There is an article by a feminist atheist claiming that atheism can make the world better by tearing down religious irrationality. (We should understand ‘religious’ here as meaning the belief in supernatural beings.) I won’t mention the severe bias found in the article, the numerous fallacies or the complete lack of objectivity. Instead, I will mention one problem that sometimes does not get enough attention. You cannot refute a view without offering a positive answer. If this article is representative of atheism then atheism cannot offer that answer.

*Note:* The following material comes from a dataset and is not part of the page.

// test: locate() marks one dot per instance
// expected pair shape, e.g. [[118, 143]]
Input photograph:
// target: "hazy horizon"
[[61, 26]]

The very title shows this problem. Tearing down any form of irrationality is a good idea. But surely we are trying to replace it with some sort of rationality, right? Let’s suppose, contrary to fact, that the descriptions of religion and conservatism in this article are accurate. Clearly they claim that evidence and logic are better than arbitrary authority. I agree. But faith is about more than adherence to arbitrary authority. It also explains the world. We need to explain what human beings are, what their purpose is, how they fit into the world as a whole and plenty of other things. We also need to do in a way that is both satisfying and allows for the average person to follow those beliefs. Doing this is a positive task, not a negative task of tearing down irrationality.

So where does atheism get the positive answer from? There is no common positive answer from atheists. Atheists, just like many others, support free speech, human rights, and their own personal desires. But there appears to be nothing in atheism that gives a positive answer explaining why these things are good or why supporting them is so great. To point to humanism, as the article does, is to point in an irrelevant direction. Some humanists in history were very religious, such as the Catholic saint and doctor of the church Thomas Aquinas. So unless the article offers a proof that humanism logically leads to atheism, humanism cannot be the positive vision of atheism. Neither can the answer point to some sort of liberalism. Liberalism is not even a positive vision itself. It promotes gay rights, abortion rights, evolution, wealth redistribution and others. But there is no clear vision of humanity that liberalism presents. So it seems that atheism has no positive vision at all.

Without a positive vision, atheism will rely on religion to provide what it does not have. Religion does offer a positive vision, and many people do like that vision. Since only 16% of people are secularist, the remainder of people have a religious vision of some kind. By acting as a kind of parasite on religion, atheism can attack it in order to promote itself. Without a positive vision atheism cannot refute religious belief – and it never will. Right now, atheism needs theism in order to exist at all – just like a parasite.